While Games Workshop is trying to put a brave face on the 10.4% drop in revenue over a six month period ending December 1st, 2013 – compared to that same time period in 2012 – investors are understandably concerned as GW stock value has dropped by 24% as well. Games Workshop is indicating the loss of revenue is tied into “the rapid transition from multi-man stores to one-man stores and the reduction of hours across the Group caused disruption in our retail chain.”
Revenue is down in all sales markets including North America (-15%), the U.K. (-12.2%), Continental Europe (-14%), Australia (-18%), and Asia (-18%) during the aforementioned six month period. That time frame also saw the opening of twenty seven new stores as well as the shuttering of twenty stores. GW Chairman and acting CEO T H F Kirby states the company now has “costs under control” and “margins remain strong.” Kirby also indicated the move to stores operated by a single individual “insures that new openings are profitable.”

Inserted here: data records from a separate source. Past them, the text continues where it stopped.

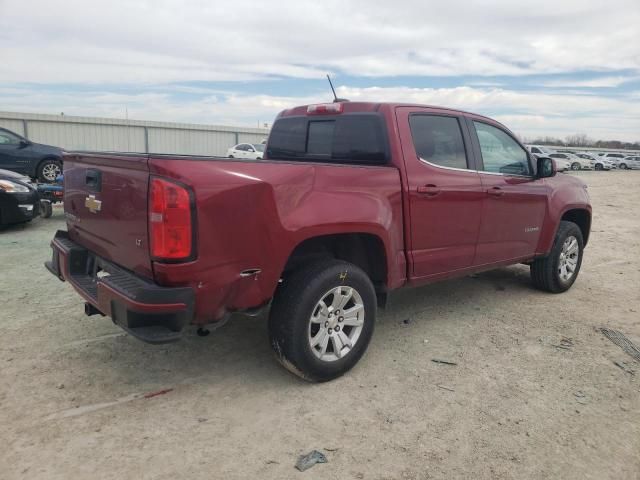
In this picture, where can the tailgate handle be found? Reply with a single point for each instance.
(93, 180)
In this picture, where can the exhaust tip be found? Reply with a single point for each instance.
(91, 310)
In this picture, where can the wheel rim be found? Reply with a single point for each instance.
(336, 323)
(50, 171)
(568, 261)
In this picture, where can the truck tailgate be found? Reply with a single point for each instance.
(106, 207)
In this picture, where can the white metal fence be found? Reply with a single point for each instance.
(119, 135)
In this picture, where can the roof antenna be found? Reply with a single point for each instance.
(335, 97)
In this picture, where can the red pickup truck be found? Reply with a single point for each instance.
(351, 201)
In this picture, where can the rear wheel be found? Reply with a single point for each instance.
(558, 271)
(322, 319)
(46, 209)
(49, 169)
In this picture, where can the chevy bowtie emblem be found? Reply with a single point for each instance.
(92, 204)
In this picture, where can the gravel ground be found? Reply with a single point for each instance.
(535, 392)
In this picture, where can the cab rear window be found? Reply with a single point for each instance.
(350, 138)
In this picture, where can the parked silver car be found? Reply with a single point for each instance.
(575, 162)
(599, 162)
(631, 162)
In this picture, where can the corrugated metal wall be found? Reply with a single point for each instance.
(119, 135)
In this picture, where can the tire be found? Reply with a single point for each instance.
(46, 209)
(49, 169)
(297, 304)
(546, 272)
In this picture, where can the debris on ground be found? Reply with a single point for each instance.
(625, 366)
(565, 343)
(159, 392)
(580, 397)
(445, 388)
(444, 362)
(622, 341)
(307, 461)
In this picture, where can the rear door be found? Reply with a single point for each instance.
(515, 200)
(445, 193)
(106, 207)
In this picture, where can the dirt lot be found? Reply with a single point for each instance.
(516, 405)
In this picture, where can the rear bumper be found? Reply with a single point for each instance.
(147, 311)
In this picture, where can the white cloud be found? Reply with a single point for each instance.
(527, 113)
(174, 40)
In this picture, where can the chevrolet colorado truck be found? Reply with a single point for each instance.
(351, 201)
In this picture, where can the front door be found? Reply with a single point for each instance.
(515, 200)
(444, 191)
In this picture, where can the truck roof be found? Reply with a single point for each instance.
(353, 107)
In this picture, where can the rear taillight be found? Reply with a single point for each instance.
(170, 221)
(325, 109)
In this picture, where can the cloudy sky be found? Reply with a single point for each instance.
(543, 67)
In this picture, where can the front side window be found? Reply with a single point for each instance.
(500, 152)
(7, 138)
(438, 140)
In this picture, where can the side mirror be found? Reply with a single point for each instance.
(546, 167)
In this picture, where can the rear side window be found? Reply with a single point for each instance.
(438, 140)
(344, 139)
(501, 153)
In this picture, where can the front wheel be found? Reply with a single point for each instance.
(322, 319)
(49, 169)
(558, 271)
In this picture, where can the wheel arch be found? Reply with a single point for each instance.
(582, 218)
(364, 249)
(42, 160)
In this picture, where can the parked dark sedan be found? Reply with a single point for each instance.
(19, 199)
(20, 155)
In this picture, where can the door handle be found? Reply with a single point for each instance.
(93, 180)
(430, 190)
(495, 191)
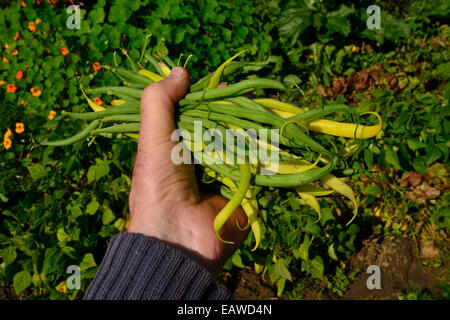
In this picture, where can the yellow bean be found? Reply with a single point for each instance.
(341, 187)
(279, 105)
(151, 75)
(346, 130)
(91, 103)
(311, 201)
(164, 68)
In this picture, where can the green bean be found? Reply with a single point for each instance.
(184, 102)
(126, 108)
(300, 138)
(320, 112)
(123, 118)
(276, 180)
(79, 136)
(154, 62)
(120, 128)
(236, 89)
(169, 61)
(132, 76)
(130, 92)
(133, 64)
(225, 118)
(201, 84)
(247, 103)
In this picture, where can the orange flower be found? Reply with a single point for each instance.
(20, 127)
(7, 143)
(7, 134)
(31, 26)
(51, 115)
(98, 101)
(35, 91)
(96, 66)
(11, 88)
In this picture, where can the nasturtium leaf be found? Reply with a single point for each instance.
(21, 281)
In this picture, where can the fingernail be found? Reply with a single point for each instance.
(176, 73)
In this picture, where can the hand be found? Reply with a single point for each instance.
(165, 201)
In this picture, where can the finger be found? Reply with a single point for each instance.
(157, 105)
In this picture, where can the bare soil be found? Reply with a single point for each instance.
(400, 262)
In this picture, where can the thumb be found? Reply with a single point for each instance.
(157, 105)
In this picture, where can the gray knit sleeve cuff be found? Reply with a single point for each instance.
(137, 267)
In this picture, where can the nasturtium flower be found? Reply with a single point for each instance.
(96, 66)
(31, 26)
(20, 127)
(11, 88)
(35, 91)
(7, 134)
(7, 143)
(98, 101)
(51, 115)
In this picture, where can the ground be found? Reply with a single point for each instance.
(406, 268)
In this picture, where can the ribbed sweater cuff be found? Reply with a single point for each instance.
(137, 267)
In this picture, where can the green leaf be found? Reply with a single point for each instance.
(332, 252)
(237, 260)
(98, 170)
(92, 207)
(353, 229)
(62, 235)
(337, 21)
(280, 286)
(21, 281)
(51, 257)
(281, 270)
(8, 255)
(314, 229)
(317, 267)
(120, 224)
(415, 144)
(392, 158)
(119, 13)
(87, 262)
(108, 216)
(303, 251)
(37, 171)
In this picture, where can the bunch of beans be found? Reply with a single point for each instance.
(226, 107)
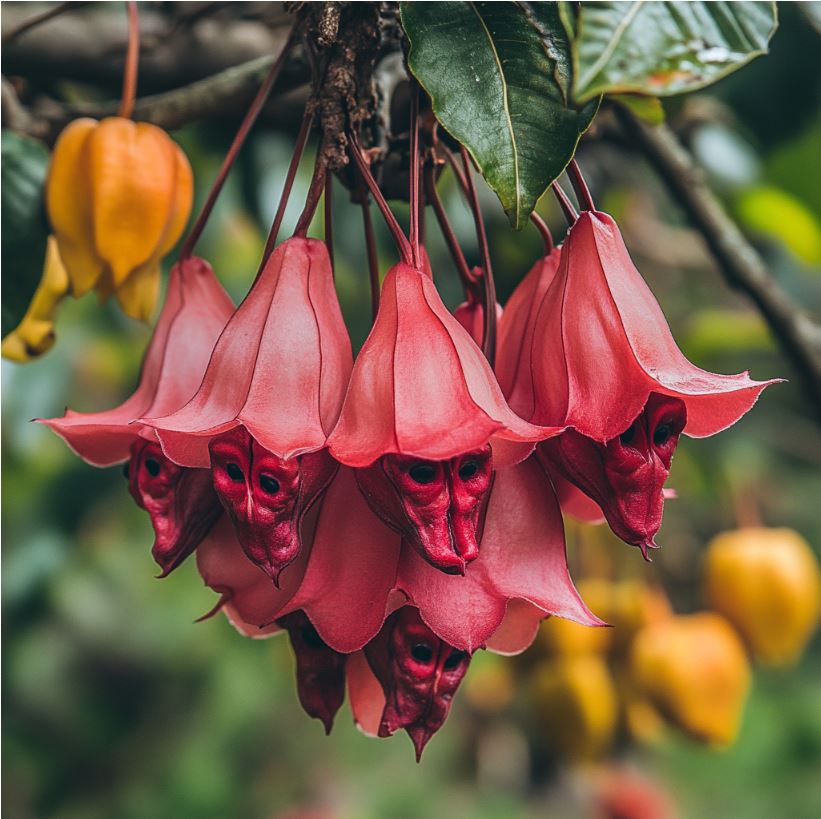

The reality is GW continues to lose market share around the globe, especially in North America, due to two factors: A) Changes to how retailers can order and restock GW products have made carrying GW lines a bigger headache and even less profitable for independent game stores and, B) Many new competitors offering vibrant and affordable alternative systems which have grabbed the imagination of miniature gamers while GW continues to rehash and repackage offerings in what appear as nothing more than attempts to bleed customers’ wallets dry.
While GW continues to release interesting and high quality miniatures, their treatment of independent retailers, insane pricing model, and seeming constant cash grabs will only accelerate the downward trend of the once rock solid company.